Tighter timelines for compliance than what is mandated by law can help showcase the robustness of internal systems and competence of your team, thereby acting as a key marketing tool by building a stronger corporate brand. A visible example of this is of IT Services companies announcing their results in the first fortnight after the quarter-end to showcase the robustness of their internal systems.
- Voluntarily disclose a key data point that can be leveraged in marketing communications?
Voluntary disclosure of data points like sales grouped by brands, tenure of customers to highlight customer retention or reporting sales from new products or new geographies can provide an audited number that can be leveraged in multiple communications to help build the company’s brand for making voluntary disclosures.
- Adoption of emerging governance practices from the leaders across the globe?/strong>
Adoption of emerging governance practices before they are mandated, like ESG Reporting or Integrated Reporting can help attract new institutional investors thereby enhancing the company’s shareholder value.
- . Strategic use of shareholder /stakeholder communication to encourage their participation in the governance process?
Warren Buffet’s letter to Shareholders of Berkshire Hathway is a standout example of voluntary communication that has stood the test of time. As an investor in other businesses, it is imperative that his shareholders, who are also investors, use the same set of tools to evaluate their holdings in Berkshire Hathway and what better avenue than using his annual communication. While each company must identify their unique technique for engaging with their stakeholders or shareholders, the benefits from such practices are common and not dissimilar to what Berkshire Hathway has realised over the years, if not decades
- Balanced Reporting of both business/governance positive and negative information in shareholder communications?

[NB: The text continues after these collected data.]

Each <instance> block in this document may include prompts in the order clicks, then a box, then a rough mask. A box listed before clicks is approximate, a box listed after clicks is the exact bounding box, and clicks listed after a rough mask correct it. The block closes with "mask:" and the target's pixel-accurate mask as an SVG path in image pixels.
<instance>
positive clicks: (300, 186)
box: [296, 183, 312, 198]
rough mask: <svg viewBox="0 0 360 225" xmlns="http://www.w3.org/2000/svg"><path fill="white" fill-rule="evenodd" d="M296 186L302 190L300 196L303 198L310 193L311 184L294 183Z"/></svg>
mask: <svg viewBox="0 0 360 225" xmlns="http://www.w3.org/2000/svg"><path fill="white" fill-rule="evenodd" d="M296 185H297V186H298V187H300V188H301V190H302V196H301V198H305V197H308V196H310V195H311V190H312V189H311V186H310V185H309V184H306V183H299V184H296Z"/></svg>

One of the key elements of good governance is transparent reporting, where both the positive and negative news are shared in time and whenever required. Often, the line separating companies with good governance and others is their propensity and willingness to share bad news without any mandatory or regulatory nudge. Companies that display initiative in sharing their concerns and risks much before it is legally required or mandated can build a reputation for not shocking their investors to enjoy premium valuation.